MySQL :: MySQL Cluster Data Node restart times

Restart times have been reduced in MySQL Cluster 6.3.28a & 7.0.9a – refer to that article for the new timings: http://www.mysqlhighavailability.com/mysql-cluster/mysql-cluster-restarts-get-faster/

Restarts are required for certain, infrequent maintenance activities. Note that there is no loss of service while a single node restarts.

When a data node restarts, it first attempts to load the data into memory from the local log files and then it will catch up with any subsequent changes by retrieveing them from the surviving node(s) in its node group.

Based on this, you would expect the time taken to restart a data node to be influenced by:

The amount of data that was stored on the data node before the restart
Rate of updates being made to the data during the restart
Network performance (assuming the data is being updated during recovery)

The times will also be influenced bycertain configuration parameters, performance of the host machine and whether the multi-threaded data node (ndbmtd) is being used.

To provide some insight into how these factors impact restart times, tests have been performed where the following factors are varied:

Database size (Each Gbyte is made up of 1,000,000 tuples in each of 5 tables)
Whether traffic is running or not (a single thread using the NDB API to send in up to 2K tps (10K updates/second))
Whether the 2 data nodes in the node group are on the same host or separated by a Gbit Ethernet network

The following factors are kept constant:

Physical hosts: Intel Core 2 Quad Q8200@2.33 GHz; 7.7 GBytes RAM
NoOfFragmentLogFiles: 300
MaxNoOfExecutionThreads=4

Here are the observed results:

There are a couple of things to note from these results:

Using the multi-threaded data node (ndbmtd) greatly improves the restart time (in this case, 4 threads were available, improvements could be even greater on an 8 core/thread system)
Results become less predictable when heavy update traffic is being processed (in this case, up to 10,000 updated rows/second on a single node group). In the tests, no attempt was made to regulate this traffic and the test application was run on the same host as the one of the data nodes. Changes to the rate of updates will vary how long it takes for the restarting node to catch-up as it’s a moving target.

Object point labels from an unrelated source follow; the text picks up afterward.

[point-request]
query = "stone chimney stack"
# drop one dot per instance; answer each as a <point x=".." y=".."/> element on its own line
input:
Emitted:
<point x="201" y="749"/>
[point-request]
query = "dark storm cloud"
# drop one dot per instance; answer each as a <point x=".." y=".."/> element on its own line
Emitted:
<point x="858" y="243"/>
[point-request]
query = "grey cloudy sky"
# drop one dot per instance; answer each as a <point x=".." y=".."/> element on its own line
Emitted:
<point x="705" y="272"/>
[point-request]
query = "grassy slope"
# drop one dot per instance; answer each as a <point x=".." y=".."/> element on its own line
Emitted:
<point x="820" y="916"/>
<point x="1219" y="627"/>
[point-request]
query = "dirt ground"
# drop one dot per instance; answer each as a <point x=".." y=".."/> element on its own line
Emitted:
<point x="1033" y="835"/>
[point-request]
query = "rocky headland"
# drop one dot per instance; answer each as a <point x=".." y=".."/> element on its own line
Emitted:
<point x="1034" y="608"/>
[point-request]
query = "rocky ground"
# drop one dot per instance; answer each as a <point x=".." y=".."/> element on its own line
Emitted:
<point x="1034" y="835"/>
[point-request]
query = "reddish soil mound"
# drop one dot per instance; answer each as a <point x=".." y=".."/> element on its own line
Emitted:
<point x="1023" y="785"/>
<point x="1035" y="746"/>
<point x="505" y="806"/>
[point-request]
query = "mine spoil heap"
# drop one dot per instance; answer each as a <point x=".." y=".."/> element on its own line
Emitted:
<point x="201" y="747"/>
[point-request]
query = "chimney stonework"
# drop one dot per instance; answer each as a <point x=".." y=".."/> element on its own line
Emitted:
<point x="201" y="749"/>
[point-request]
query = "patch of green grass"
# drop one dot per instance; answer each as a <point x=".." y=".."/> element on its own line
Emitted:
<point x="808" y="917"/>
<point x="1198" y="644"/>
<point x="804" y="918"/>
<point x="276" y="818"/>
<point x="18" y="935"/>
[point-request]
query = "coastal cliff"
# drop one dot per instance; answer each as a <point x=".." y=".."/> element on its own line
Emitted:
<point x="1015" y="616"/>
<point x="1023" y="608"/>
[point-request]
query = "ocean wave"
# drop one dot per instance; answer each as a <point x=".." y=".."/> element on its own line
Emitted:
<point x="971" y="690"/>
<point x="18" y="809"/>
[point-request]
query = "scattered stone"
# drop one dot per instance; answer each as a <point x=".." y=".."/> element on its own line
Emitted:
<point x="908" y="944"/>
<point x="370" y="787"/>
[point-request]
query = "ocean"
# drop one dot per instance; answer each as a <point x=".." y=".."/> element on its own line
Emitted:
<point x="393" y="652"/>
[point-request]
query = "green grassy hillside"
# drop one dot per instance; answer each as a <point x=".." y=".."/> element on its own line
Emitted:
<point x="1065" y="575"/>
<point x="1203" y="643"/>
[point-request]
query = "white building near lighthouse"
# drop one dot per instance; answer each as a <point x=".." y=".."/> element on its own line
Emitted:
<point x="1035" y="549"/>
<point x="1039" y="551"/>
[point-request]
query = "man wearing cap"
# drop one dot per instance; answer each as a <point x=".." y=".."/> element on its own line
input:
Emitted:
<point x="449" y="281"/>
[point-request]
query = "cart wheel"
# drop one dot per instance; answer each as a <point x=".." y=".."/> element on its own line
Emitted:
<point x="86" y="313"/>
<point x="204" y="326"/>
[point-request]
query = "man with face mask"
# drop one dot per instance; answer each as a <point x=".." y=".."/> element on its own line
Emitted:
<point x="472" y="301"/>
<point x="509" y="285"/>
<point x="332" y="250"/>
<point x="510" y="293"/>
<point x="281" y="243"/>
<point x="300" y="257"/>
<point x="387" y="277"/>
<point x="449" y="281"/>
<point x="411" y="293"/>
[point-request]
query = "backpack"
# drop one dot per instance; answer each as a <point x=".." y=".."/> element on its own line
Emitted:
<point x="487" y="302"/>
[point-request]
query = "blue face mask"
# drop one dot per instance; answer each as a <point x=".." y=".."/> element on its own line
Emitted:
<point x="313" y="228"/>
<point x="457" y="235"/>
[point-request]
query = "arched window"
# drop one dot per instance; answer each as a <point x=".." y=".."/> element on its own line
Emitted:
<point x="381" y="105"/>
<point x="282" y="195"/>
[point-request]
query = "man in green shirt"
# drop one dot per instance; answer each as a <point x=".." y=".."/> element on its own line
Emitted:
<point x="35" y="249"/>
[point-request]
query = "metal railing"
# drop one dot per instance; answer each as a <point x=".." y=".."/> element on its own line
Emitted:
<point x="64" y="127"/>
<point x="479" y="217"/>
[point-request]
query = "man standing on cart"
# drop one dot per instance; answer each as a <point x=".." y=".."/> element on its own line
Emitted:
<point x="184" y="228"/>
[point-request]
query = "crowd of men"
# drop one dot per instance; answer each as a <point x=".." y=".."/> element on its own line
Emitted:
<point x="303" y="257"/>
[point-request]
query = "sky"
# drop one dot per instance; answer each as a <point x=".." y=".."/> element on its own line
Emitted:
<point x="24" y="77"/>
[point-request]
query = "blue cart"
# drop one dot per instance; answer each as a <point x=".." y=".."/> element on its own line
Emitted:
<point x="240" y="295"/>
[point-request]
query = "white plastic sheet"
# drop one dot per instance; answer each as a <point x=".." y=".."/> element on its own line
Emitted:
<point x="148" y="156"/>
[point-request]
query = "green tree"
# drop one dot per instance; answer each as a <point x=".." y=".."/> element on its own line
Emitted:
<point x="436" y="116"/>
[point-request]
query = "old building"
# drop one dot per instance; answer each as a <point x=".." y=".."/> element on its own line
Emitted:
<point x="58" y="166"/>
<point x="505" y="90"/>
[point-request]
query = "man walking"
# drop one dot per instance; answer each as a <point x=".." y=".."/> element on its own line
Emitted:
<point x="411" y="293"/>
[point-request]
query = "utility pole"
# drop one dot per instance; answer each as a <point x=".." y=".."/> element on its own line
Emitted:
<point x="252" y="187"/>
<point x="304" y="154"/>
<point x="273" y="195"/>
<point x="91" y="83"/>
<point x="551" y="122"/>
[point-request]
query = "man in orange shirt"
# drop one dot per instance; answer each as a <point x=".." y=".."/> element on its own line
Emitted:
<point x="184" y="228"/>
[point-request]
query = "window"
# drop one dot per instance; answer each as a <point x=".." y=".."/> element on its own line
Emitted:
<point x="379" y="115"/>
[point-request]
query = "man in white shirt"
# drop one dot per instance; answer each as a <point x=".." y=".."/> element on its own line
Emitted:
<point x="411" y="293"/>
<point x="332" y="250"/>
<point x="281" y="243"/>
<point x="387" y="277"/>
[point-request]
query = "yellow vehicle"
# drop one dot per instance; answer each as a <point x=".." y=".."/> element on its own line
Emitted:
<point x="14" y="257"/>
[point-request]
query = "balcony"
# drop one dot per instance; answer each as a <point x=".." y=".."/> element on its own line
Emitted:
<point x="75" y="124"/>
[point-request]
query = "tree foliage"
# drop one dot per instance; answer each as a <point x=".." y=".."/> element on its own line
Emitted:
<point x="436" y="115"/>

There is another recovery/restart scenario. The measurements shown above assumed that the file system on the data node’s host was intact and could be used to recover the in-memory copy – if that were not the case (or the data nodes were restarted with the “initial” option) then all of the data would have to be recovered from the surviving data node(s) in the same node group. As a comparison restarting a 6 Gbyte data node with the “initial” option took 20 minutes compared to 8 minutes without it (ndbmtd, over Gbit n/w).